On a canoe trip to the Boundary Waters with his daughter he saw a granite cliff on which an ancient tribe had drawn pictures of their life. “What I saw,” Sanders writes, “in the faint red figures was a group portrait, a way of declaring: Here are the people of this place that fly and those that go on four legs and those that go on two” (129). To explore life, to affiliate with life, was the tenor of the trip that observed otters frolicking in the stream, the eagle watching the gliding canoes, and crying loons and gave voice to the writer’s wish to receive their blessing, “to dwell alongside them with understanding and grace” (123).

He speaks of visiting Cedar Bluffs in “Sanctuary,” of walking the loop that the trail makes and concludes that there can be “no sanctuaries unless we regain a deep sense of the sacred, no refuges unless we feel a reverence for the land, for soil and stone, water and air, and for all that lives” (64). The vision of Sanders is post-Edenic in its emphasis on reimagining man’s “place in creation.”

In “Beneath the Smooth Skin of America,” he calls for children to be educated in their home ground, “to handle stones and leaves and dirt, watch squirrels and bats and bugs, pore over photographs and fossils and maps, feel the land in their bones” (20). In “Faith and Work,” he celebrates physical labor, the post-Edenic call to husbandry over the land and the unity of generations to come. Speaking of the builders of the house he remodels with his own hands, he insists, “They measured well, plumbed and squared the walls, drove the nails home, as though they were building a shelter not for strangers but for sisters and brothers whom they would never meet” (97). In “Earth, Air, Fire, and Water,” he tells of his youthful fascination with the periodic table and muses that man is “always speaking about the unsayable in terms of what we can touch and taste and see” (147). He acknowledges that no system of codification can ever express the totality of life but that “the harmony of the whole, the music of earth, air, fire, and water is still compelling.”

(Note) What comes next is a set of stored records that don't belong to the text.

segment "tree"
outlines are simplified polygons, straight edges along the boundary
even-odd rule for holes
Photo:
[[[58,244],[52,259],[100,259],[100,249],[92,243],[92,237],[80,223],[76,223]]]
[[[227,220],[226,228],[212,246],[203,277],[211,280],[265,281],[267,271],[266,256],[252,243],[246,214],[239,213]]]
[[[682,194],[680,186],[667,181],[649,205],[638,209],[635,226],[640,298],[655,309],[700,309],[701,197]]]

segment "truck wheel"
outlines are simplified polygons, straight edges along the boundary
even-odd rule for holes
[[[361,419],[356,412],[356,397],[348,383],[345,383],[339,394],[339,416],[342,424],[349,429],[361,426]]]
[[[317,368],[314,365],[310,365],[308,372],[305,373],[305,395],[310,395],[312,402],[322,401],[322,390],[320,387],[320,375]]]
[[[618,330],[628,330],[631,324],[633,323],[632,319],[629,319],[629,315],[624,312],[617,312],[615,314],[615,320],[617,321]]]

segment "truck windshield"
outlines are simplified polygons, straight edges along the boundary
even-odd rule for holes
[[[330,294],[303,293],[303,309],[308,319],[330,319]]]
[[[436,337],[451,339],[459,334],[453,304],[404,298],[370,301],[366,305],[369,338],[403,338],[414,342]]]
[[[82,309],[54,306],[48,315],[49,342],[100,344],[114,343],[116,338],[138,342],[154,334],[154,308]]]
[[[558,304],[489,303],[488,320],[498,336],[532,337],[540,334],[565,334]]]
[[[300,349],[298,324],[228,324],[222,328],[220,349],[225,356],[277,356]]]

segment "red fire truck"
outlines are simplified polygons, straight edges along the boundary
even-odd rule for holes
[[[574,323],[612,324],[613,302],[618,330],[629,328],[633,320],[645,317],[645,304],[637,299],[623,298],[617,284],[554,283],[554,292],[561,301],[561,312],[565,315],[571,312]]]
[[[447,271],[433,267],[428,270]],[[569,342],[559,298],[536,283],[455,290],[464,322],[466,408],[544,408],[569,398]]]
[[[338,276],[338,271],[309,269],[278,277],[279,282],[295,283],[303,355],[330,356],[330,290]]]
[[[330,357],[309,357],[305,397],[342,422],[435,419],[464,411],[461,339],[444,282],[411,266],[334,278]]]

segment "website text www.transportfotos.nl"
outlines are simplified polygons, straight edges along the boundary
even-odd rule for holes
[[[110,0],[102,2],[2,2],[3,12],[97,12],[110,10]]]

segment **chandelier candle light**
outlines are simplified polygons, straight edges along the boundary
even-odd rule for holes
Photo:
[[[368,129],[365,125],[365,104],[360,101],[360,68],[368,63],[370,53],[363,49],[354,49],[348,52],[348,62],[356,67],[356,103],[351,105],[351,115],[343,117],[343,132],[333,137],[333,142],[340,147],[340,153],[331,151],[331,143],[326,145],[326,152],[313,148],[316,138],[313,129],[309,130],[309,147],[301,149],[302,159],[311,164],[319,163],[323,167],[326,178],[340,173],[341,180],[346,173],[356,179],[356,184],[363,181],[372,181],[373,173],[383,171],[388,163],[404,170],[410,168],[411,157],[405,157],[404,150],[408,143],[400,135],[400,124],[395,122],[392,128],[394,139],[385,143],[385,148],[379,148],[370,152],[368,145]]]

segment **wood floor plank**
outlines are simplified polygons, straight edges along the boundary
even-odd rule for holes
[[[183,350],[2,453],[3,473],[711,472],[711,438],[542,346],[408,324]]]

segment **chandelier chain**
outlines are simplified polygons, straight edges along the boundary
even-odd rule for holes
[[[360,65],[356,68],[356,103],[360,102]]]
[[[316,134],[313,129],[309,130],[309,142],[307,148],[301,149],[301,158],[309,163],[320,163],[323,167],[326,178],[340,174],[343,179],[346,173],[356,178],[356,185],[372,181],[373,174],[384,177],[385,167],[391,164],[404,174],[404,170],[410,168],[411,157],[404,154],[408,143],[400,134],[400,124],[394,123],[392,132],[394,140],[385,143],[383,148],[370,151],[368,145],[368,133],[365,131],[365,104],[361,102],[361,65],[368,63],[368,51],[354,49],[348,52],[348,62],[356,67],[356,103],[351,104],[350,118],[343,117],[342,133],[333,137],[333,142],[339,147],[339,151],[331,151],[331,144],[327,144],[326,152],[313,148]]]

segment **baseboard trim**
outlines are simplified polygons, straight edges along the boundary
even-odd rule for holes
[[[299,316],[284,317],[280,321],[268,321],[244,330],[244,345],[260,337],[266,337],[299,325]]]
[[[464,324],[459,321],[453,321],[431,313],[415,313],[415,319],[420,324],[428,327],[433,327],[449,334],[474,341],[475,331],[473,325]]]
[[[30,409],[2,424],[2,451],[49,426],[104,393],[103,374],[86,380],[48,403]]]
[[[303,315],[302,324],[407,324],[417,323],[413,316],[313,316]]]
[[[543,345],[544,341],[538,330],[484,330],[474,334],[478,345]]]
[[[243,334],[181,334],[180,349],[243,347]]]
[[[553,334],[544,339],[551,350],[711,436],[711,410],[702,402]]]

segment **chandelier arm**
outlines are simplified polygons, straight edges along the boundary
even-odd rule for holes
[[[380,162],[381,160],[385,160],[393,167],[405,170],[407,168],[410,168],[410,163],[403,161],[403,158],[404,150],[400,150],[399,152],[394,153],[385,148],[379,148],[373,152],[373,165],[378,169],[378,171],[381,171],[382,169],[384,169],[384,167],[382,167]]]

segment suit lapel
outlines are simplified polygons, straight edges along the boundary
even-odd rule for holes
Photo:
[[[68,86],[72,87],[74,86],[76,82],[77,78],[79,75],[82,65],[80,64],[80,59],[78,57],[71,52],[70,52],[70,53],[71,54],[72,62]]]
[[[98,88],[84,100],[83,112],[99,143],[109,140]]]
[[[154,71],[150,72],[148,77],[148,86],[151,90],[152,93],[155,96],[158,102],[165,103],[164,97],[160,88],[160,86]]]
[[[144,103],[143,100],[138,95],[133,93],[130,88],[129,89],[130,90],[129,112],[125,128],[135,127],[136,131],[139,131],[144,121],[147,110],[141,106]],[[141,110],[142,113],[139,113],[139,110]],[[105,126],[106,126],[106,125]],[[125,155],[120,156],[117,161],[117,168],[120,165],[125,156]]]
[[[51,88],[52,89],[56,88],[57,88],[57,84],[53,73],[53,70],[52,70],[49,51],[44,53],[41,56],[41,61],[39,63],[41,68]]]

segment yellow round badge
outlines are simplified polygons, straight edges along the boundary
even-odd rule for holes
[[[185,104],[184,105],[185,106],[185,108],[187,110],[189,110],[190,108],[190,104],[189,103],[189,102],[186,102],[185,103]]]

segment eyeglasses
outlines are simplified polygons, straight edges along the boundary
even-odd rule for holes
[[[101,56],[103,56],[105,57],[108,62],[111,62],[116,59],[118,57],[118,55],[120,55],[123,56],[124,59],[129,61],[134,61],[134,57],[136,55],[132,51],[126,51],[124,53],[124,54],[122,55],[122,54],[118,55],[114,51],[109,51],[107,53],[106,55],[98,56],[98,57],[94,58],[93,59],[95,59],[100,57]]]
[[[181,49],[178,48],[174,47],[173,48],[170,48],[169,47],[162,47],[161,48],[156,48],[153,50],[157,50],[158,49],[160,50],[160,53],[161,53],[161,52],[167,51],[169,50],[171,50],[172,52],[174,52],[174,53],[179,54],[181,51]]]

“All good writing, everywhere and always, is an act of attention,” (51) Sanders declares in “Imagining the Midwest,” and in “The Writer in the University,” he admits that if he had the freedom he would take his classes into the land, urge them to learn trades, and “listen to the rhythms of [their] place and the voices of [their] neighbors” (115).

1 Comments:

At 9:58 AM, Anonymous Anonymous said...

Thank you for finding and posting this essay for us, even in the midst of a hurricane while 7 cats and 3 dogs and several humans are occupying your home!